Sunday, May 19, 2024

Thou shall kill: Icers nix power plays

November 29, 2001
Junior left wing Brian Maloney dumps the puck into the Minnesota zone during Sunday’s 4-4 tie at Munn Ice Arena.

In addition to sitting atop the CCHA standings, MSU also leads many of the league’s team statistical categories.

Through 13 games, the Spartans have scored more goals (3.62 per game) while giving up fewer (1.69) and have also killed off a greater percentage of opponents’ power plays (.894) than any other team.

MSU head coach Ron Mason particularly enjoys that third statistic.

“Our penalty kill’s been phenomenal,” MSU head coach Ron Mason said of the unit that is ranked eighth nationally. “But we kill too many penalties. We shouldn’t have to kill so many penalties.”

Actually, MSU is the least-penalized team in the CCHA at 11.20 minutes per game, but that’s beside the point.

MSU’s penalty kill success shouldn’t be much of a shock, considering last year’s team only allowed 15 power play goals all season and negated 91.1 percent of the opposition’s chances.
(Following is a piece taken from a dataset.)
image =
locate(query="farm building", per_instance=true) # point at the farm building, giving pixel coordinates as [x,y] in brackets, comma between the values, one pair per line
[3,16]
This year’s edition had gone five straight games without surrendering a power play tally before No. 1 Minnesota went 2-for-6 with a man-advantage in Sunday’s 4-4 tie with MSU.

But the Spartans know to keep that number in perspective, seeing as the Golden Gophers’ power play leads the nation with a .365 success rate.

“Normally, I’d be kind of disappointed giving up two power play goals,” senior defenseman Jon Insana said. “But looking at the way the game was flowing - a five-minute major (penalty), a couple 5-on-3s - it was a tough game to kill penalties in.

“But we scored three (power play goals), so that’s the most important thing - to match or beat their special teams. You at least want to be a wash on special teams so you can leave it up to your 5-on-5 play, where we feel comfortable.”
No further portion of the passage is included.